A study of cost efficiency of Indian commercial banks- An impact of mergers

Pardeep Kaur and Gian Kaur      
Punjab School of Economics, Guru Nanak Dev University, Amritsar-143005, Punjab, India.
Email: [email protected]

  •  Accepted: 15 November 2010
  •  Published: 21 April 2013

Abstract

This paper investigates the cost efficiency of Indian public and private sector banks over the period 1990-2008 with unbalanced panel data by employing non-parametric data envelopment analysis technique (DEA). In this paper, an attempt is also made to examine the determinants of cost efficiency of banks by employing panel data least square regression model. The study found that private sector banks are more efficient than public sector banks with average cost efficiency score 73.4 for public sector banks  as of 76.3 for the private sector banks in the country.  The findings of this study suggest that the dominant source of cost inefficiency among Indian commercial banks is allocative efficiency rather than technical inefficiency.

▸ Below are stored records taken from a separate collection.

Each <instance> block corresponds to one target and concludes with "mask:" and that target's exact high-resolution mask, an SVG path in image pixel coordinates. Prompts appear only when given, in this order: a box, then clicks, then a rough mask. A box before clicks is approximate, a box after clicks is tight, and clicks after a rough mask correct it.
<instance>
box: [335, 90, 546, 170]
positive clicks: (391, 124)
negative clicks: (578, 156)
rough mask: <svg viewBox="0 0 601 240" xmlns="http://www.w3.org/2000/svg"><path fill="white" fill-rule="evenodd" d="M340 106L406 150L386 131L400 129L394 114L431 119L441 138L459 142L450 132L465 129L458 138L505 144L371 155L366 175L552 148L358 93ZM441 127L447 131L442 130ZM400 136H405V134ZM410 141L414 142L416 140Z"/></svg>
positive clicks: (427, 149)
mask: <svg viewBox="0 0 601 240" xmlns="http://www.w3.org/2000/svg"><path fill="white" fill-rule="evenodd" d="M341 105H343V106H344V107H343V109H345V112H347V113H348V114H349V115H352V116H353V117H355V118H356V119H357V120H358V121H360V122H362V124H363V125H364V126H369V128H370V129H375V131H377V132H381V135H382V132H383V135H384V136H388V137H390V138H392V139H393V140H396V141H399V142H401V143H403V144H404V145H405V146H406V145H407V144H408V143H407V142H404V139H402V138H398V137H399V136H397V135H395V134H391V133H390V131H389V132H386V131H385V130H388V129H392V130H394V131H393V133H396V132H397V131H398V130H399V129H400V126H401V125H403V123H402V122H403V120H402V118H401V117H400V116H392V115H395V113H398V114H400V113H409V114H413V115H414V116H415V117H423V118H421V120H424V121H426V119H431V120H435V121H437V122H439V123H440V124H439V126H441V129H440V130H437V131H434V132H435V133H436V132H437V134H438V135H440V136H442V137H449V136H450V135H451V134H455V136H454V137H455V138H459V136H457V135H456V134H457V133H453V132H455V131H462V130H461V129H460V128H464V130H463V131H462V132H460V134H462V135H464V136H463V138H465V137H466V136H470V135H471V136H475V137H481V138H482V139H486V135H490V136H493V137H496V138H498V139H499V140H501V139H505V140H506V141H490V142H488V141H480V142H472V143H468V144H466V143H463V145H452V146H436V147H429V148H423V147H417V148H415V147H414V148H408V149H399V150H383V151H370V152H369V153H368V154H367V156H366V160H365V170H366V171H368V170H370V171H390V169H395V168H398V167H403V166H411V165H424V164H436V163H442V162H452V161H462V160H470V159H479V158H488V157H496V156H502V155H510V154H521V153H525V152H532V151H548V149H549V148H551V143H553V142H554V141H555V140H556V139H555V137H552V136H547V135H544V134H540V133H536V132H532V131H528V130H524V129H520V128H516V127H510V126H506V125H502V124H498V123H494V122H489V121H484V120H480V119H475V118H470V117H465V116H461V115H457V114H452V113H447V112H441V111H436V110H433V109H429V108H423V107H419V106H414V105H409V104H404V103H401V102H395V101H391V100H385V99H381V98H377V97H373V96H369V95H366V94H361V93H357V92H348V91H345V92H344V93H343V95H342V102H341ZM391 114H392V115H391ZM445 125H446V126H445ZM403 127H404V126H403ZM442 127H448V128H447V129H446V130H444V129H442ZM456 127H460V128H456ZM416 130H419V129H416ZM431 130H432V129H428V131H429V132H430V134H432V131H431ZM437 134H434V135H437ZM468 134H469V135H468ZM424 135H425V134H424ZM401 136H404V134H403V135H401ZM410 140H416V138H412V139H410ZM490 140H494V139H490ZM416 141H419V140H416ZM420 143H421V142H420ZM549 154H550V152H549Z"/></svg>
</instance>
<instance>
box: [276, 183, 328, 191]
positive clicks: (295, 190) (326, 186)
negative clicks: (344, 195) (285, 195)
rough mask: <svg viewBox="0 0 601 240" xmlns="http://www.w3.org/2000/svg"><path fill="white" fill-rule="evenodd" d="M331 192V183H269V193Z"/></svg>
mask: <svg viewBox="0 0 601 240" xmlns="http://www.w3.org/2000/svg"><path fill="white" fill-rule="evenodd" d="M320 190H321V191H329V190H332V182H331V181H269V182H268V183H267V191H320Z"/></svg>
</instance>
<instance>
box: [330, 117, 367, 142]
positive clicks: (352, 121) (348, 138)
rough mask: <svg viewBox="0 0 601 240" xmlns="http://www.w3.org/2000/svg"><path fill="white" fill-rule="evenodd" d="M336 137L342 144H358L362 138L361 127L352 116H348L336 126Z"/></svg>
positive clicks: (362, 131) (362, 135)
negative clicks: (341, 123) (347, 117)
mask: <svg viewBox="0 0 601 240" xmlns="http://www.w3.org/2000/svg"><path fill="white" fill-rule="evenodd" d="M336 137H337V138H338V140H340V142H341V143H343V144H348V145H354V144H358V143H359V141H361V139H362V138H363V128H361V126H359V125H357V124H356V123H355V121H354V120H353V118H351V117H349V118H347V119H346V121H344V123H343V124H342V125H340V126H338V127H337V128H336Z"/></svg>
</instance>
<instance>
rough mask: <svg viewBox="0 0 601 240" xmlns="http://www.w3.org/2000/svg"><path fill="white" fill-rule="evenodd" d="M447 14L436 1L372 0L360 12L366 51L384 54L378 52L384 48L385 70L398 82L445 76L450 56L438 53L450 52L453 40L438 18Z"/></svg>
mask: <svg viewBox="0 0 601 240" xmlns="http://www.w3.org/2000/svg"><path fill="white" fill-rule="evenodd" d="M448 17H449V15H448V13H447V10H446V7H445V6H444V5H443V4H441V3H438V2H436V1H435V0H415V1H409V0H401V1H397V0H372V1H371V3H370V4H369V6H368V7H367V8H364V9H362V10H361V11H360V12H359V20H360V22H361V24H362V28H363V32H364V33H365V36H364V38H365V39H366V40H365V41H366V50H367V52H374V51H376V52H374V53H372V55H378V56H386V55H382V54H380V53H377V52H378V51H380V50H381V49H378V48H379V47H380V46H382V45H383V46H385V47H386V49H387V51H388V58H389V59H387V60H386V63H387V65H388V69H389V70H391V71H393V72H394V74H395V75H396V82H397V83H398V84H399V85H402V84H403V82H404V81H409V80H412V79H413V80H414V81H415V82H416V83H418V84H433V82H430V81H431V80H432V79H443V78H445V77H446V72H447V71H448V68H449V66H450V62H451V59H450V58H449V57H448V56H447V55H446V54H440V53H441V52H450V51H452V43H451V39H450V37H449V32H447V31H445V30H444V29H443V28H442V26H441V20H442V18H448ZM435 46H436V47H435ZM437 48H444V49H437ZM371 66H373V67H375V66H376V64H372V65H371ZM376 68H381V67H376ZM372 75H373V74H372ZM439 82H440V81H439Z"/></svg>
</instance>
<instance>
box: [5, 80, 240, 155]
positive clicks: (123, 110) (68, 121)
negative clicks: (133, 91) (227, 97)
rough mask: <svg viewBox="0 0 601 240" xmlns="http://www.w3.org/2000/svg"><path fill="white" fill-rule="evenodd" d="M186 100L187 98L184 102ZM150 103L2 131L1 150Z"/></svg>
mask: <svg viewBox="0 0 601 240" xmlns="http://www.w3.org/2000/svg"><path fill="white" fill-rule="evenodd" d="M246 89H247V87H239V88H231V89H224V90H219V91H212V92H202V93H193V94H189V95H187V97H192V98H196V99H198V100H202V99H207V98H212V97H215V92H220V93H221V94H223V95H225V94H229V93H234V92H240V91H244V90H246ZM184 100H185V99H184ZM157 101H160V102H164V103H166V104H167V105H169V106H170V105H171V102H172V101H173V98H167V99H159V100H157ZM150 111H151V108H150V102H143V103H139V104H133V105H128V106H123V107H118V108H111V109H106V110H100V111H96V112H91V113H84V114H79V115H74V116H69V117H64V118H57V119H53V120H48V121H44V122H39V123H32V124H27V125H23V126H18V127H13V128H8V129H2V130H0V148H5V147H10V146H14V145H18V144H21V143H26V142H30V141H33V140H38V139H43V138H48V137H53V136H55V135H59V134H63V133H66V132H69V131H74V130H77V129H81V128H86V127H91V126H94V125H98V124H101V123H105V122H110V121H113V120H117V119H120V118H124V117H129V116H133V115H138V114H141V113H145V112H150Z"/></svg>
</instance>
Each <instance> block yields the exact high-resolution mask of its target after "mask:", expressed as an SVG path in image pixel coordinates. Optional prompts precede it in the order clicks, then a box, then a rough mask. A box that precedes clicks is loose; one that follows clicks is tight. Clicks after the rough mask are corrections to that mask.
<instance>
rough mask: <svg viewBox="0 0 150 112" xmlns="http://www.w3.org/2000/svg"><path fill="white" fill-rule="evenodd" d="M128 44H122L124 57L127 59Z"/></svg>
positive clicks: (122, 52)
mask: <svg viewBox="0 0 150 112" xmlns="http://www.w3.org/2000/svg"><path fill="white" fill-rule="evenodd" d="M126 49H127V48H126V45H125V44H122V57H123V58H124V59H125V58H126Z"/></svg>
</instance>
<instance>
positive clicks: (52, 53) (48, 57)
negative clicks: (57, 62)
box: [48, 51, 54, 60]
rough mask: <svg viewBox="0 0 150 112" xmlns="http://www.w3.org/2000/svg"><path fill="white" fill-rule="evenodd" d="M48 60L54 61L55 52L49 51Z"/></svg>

The study has examined the impact of merger activity on the cost efficiency of Indian banks by employing OLS model and found the positive and significant impact of merger activity on efficiency. Among other factors associated positively and significantly with the efficiency are the size and profitability of banks and suggesting that banks with higher ROA exhibits higher efficiency scores.

 

Key words: Efficiency, DEA, profitability, banks, regression, mergers.